Reasonable alternatives

[24] I find that when considering all the circumstances that existed at the time the Appellant quit, even cumulatively, he had reasonable alternatives to leaving when he did. This means the Appellant hasn’t shown he had just cause for leaving his job.

[25] I agree with the Commission’s submissions that the Appellant had reasonable alternatives to quitting his job. Specifically, he could have talked to his doctor to find out if he could continue his short-term disability, which was initially approved until September 15, 2024. He also could have requested a formal leave of absence or further accommodations from his employer, exploring other transportation options to address his financial constraints, as well as discussing workplace health concerns with his employer to identify potential remedies.

[26] If the Appellant couldn’t make other arrangements for transportation to work, he could have asked his employer for a pay advance so he could have continued working, while he searched for and secured another job prior to leaving.

[27] There is no objective medical evidence to prove that the Appellant’s job caused his medical condition or prevented that condition from being under control. Also, there is no objective evidence to show the Appellant’s health issues were so bad that he couldn’t continue working. He admits that he had continued working when having big headaches and several skin infection sites in the past.

[28] There isn’t sufficient evidence to prove the Appellant had to leave his job due to harassment. The only example he provided was the employer’s response to the Commission’s questions about why they thought the Appellant quit. That doesn’t constitute harassment under the EI law. If he wishes to pursue a complaint about harassment, there are other forums where he may choose to seek a remedy.

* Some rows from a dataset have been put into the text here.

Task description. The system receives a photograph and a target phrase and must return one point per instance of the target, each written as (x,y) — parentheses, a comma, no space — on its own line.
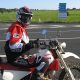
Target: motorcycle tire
(74,66)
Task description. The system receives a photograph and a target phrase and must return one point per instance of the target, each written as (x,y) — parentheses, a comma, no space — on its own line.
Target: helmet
(24,15)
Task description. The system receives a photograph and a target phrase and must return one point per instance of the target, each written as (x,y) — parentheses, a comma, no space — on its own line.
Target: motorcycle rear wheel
(75,69)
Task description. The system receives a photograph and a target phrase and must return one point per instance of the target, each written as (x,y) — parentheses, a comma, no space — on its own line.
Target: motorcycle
(69,69)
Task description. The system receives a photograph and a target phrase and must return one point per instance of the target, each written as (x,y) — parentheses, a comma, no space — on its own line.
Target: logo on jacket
(16,35)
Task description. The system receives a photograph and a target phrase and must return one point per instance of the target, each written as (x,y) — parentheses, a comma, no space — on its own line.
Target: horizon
(39,4)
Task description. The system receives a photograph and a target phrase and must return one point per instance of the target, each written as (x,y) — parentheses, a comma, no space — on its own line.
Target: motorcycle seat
(7,66)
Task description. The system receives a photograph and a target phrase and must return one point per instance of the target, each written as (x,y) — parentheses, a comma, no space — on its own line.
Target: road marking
(49,39)
(44,26)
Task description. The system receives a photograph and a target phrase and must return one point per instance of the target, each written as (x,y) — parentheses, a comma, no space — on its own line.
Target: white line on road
(49,39)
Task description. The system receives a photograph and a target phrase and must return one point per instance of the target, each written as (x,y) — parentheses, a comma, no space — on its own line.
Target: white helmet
(24,15)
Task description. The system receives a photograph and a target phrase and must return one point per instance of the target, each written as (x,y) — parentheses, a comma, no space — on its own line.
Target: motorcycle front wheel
(75,69)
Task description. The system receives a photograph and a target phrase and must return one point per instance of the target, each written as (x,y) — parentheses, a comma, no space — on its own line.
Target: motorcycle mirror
(63,45)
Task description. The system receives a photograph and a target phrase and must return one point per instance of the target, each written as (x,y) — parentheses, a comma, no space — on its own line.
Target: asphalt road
(69,33)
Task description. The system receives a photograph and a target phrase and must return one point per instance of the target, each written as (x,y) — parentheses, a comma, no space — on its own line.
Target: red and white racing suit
(16,37)
(15,34)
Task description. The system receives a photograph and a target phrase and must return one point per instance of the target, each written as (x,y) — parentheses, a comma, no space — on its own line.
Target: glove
(36,43)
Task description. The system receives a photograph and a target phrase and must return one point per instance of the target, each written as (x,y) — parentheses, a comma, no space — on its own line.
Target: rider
(17,43)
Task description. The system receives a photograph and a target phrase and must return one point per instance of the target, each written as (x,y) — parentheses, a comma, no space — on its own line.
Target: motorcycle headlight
(63,45)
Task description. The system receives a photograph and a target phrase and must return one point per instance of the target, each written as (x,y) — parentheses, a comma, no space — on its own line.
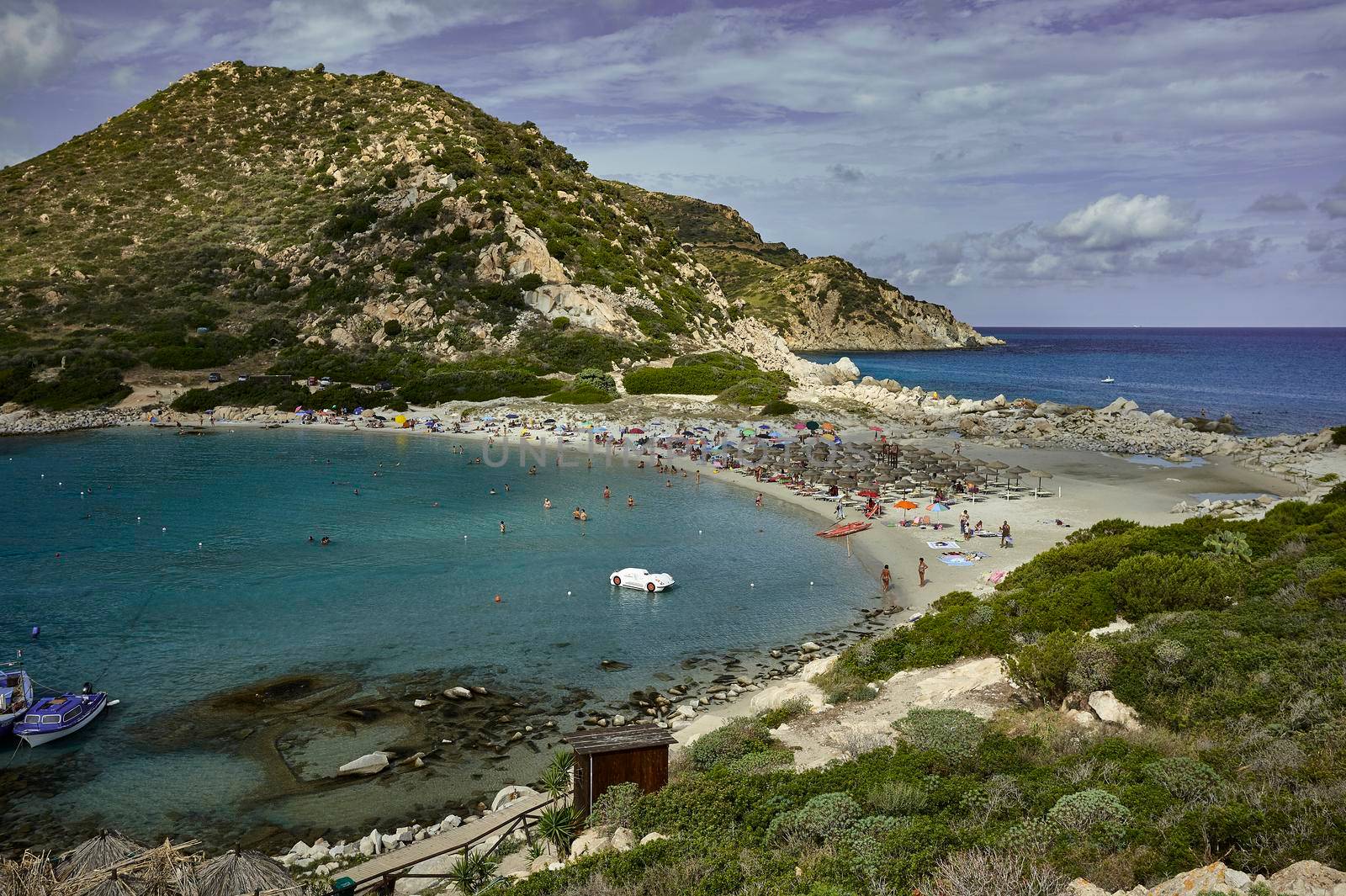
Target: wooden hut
(637,754)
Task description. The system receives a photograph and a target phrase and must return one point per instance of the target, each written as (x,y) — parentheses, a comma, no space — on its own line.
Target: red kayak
(843,529)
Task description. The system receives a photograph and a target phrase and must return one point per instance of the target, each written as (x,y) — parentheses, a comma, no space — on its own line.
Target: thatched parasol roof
(104,851)
(236,873)
(30,876)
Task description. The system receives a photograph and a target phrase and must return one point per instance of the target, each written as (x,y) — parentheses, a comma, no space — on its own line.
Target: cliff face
(816,305)
(248,210)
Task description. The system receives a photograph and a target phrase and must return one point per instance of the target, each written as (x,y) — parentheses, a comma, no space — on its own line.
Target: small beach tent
(634,754)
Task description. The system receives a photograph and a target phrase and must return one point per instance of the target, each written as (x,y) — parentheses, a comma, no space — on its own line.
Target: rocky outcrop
(1301,879)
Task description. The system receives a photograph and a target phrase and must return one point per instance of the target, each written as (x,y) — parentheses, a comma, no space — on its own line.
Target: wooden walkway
(385,869)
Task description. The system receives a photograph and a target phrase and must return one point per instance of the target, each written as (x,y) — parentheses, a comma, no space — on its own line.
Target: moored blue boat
(15,698)
(53,718)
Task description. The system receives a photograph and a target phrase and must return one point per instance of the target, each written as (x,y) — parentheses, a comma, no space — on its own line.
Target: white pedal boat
(641,581)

[29] It is clear the Appellant was upset when there wasn’t any money waiting for him to pick up, which caused him to quit immediately. So, I find he made a personal choice to quit at that time.

[30] Although quitting his job may have been a good personal choice for the Appellant, that doesn’t prove just cause. The Courts have consistently held that the overall purpose of Employment Insurance is to provide benefits to those who have not caused their own unemployment when this was not the only reasonable alternative.Footnote 11

[31] For the reasons set out above, I find that when considering all the circumstances that existed at the time the Appellant quit, even cumulatively, he had reasonable alternatives to leaving when he did. This means the Appellant didn’t have just cause for leaving his job. So, he is disqualified from receiving regular EI benefits.

Conclusion

[32] The appeal is dismissed.

[33] The Appellant voluntarily left his job without just cause. This means he is disqualified from receiving regular EI benefits, for this reason.